Namık, ders konularını tekrar ediyor, gözünün önünden gitmek bilmeyen kara gözlü kızı kovmaya çalışarak derslerine engel olmamasını, biraz daha sabretmesini istiyordu...
Sami bu yattıkları odada ilerde kimlerin kalacağını düşünüyordu. Belki de bu yattığı yerde, videoda gördüğü kıza benzeyen bir dilber yatacak, şurada da soyunup dökünecekti ama burayı kimler yapmış, ne emekler harcanmış, hiç aklına gelmeyecekti.

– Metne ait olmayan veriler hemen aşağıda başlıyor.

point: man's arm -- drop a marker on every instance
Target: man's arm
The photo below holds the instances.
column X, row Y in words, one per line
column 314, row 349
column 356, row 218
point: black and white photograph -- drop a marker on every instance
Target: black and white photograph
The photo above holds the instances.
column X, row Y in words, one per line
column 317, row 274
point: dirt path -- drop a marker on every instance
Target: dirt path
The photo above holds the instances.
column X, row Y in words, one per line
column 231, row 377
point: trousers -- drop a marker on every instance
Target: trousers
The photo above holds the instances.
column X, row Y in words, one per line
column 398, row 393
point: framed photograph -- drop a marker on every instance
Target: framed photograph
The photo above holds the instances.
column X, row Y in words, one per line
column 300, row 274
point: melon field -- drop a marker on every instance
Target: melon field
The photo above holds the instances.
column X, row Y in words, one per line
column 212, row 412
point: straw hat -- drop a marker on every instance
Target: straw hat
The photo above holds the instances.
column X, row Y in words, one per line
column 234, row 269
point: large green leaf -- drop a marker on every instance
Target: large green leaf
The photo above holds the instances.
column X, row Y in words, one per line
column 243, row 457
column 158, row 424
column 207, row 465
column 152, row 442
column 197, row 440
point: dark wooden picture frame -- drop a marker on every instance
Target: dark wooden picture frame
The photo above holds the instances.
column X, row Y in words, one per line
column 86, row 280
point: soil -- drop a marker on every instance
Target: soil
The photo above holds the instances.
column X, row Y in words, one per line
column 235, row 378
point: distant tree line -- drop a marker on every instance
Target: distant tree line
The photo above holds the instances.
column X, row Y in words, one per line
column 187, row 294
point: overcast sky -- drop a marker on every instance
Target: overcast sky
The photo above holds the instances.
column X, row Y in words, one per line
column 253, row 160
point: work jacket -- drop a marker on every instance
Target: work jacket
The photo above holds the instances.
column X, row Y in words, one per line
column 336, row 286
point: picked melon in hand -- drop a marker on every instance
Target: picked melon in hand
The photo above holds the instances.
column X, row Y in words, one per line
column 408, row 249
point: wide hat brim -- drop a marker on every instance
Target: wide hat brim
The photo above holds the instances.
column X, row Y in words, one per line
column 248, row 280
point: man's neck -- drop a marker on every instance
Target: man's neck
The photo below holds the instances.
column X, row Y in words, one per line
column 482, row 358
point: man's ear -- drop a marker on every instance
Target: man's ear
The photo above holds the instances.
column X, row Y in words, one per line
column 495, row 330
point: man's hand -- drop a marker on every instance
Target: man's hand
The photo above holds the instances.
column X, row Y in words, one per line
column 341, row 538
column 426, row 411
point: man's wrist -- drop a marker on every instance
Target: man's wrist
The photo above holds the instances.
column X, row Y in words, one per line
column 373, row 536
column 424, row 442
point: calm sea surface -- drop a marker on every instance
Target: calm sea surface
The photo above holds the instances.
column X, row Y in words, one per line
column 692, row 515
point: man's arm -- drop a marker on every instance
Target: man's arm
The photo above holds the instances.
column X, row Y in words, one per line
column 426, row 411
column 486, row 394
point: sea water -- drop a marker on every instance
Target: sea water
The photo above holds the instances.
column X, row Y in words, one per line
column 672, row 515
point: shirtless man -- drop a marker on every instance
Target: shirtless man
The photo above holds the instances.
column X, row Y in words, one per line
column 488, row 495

Eli orasına gitti. Şeytana uymamak için kendini zor tuttu...
Ali Baba korkulu bir düş görüyordu herhalde “Dokunmayın. Kötü bir şey yapmadım ben. Ben de en az sizler kadar vatanseverim. Vurmayın ne olur!” diye sayıklıyordu. Dürtülünce sağından soluna döndü, yüzüne tatlı bir gülümseme yerleşti. Dostluğun gül bahçesine girmiş gibiydi. “Güzel günler göreceğiz çocuklar! Emeklerimiz boşa gitmeyecek. Gelin, el ele verelim dostlar!” diye mırıldanmaya başladı.